The male occupies a vast territory with a flat stone and begins to demonstrate to the passing females all the beauty of its colors with trembling movements. If the female is ready for breeding, she will show interest in his courtship, and together they will go to the spawning grounds.
The female lays eggs in small portions, after which she immediately picks them off. She takes bright spots on the anal fin of the male for eggs that she forgot to collect. The female begins to pull on the male’s anal fin, prompting him to release milk, which gets into her mouth and fertilizes the eggs. The process is repeated several times until all the eggs are swept out and placed in the female’s mouth. The fertility of rusty cichlids, as a rule, is 5-60 eggs.

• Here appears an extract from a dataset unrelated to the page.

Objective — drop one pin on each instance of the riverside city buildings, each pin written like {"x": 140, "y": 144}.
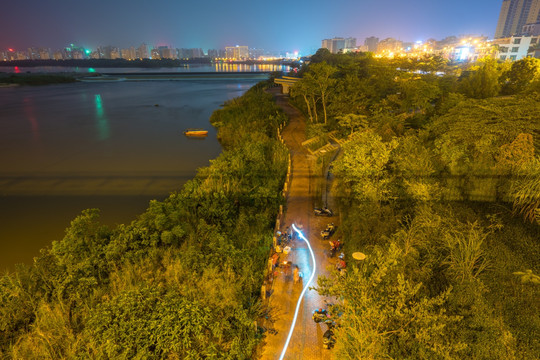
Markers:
{"x": 514, "y": 15}
{"x": 338, "y": 44}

More About Breeding Rusty Cichlid
The female bears eggs in her mouth for 2-3 weeks. All this time she does not eat anything, and her goiter looks puffy. Due to stress, she can prematurely spit out the offspring or eat it, so if there are a lot of cocky neighbors in the aquarium, then it is recommended to plant the female
Sometimes, after the incubation period, the female may refuse to release the fry. This is fraught with dire consequences for both her and her offspring. As a rule, fully formed fry can be seen in her mouth, trying to get out, but immediately being sucked back by the female. In this case, it is recommended to help the “woman in labor”. To do this, use a basin of water and a toothpick, with which the female’s jaw is folded back. As a rule, the fry swims out on their own. At this moment, the fish should hold tight.
In some cases, aquarists “shake out” the producers ahead of schedule, in order to pick up the larvae and raise them on their own. In this case, instead of a toothpick, a tube is used, with which the juveniles are washed out of the female’s oral cavity.

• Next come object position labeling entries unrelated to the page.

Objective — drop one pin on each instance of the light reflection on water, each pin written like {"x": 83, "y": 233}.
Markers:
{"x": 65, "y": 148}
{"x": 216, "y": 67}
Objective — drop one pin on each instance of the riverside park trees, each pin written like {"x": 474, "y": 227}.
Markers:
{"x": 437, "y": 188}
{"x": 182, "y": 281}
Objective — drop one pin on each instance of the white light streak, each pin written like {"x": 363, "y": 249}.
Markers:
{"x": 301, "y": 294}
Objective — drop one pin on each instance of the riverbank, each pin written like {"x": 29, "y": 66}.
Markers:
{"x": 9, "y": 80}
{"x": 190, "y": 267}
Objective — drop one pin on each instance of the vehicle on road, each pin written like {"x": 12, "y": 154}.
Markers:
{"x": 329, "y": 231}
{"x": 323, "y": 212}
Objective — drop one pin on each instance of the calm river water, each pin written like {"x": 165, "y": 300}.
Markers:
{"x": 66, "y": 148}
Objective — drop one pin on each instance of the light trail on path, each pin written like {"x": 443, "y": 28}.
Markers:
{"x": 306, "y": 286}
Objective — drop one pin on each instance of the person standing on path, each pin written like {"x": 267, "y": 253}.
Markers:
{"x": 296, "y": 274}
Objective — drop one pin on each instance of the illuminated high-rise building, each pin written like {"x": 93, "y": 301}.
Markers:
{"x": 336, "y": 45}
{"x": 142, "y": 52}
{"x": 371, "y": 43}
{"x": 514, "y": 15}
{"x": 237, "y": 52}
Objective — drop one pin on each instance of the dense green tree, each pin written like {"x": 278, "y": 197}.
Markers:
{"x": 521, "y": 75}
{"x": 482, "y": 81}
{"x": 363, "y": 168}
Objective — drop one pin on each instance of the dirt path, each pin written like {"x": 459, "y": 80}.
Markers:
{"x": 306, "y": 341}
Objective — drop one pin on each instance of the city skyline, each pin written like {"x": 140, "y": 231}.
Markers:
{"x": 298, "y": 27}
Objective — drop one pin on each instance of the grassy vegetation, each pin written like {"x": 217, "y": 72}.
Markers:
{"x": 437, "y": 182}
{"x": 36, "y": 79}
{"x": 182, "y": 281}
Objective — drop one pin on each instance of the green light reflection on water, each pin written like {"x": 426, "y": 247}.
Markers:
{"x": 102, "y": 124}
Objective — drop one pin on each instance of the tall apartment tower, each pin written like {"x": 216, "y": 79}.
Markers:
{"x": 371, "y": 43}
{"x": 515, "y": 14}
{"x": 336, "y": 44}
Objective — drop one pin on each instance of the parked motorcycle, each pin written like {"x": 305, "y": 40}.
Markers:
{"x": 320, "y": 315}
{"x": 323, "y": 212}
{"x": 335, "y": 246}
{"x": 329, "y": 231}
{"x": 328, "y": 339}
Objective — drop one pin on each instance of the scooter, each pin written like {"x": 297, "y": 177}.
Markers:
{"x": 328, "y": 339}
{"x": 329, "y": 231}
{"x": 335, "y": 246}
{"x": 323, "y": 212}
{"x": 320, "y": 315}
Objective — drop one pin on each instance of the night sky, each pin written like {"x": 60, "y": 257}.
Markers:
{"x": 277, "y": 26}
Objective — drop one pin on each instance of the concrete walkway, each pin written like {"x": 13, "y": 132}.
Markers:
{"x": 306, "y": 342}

If the incubation is successful, and the babies have grown up, the female spits out the offspring, which immediately begins to feed on its own. During this time, feed them with brine shrimp nauplii or finely crushed flakes containing spirulina. Juveniles grow rapidly and become sexually mature within a few months.

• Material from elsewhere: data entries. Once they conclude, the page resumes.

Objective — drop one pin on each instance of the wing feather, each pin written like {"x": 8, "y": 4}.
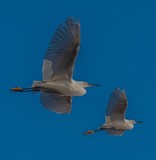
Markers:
{"x": 62, "y": 51}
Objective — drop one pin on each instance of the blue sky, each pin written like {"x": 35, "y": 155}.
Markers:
{"x": 118, "y": 49}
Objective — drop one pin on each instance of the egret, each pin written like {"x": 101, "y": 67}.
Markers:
{"x": 115, "y": 122}
{"x": 57, "y": 86}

For the safety of the young, we recommend to transplant it from adults into a nursery aquarium.
This wonderful dwarf African cichlid has a restrained temperament, and its size allows it to be kept in small containers. Neighbors need to be selected wisely because this fish cannot always repel especially aggressive cichlids.
Intraspecific aggression is worth mentioning separately. Better to keep a pair or harem with one male and several females. The neighborhood of several males is possible only with large volumes of the aquarium.
The best option for keeping is with other Malawian cichlids from the Mbuna group.
Based on the foregoing, good neighbors for Rusty Cichlid will be:
- Rusty Cichlid other groups: YELLOW, auratus, Lombardo, demasoni etc
- Barbs (except for peaceful ones)
- Kalamoichts and polypters
- Large chain mail catfish
Neighborhood that should not be there:
- Small haracin (neons, tetras, etc.)
- Snails and shrimps.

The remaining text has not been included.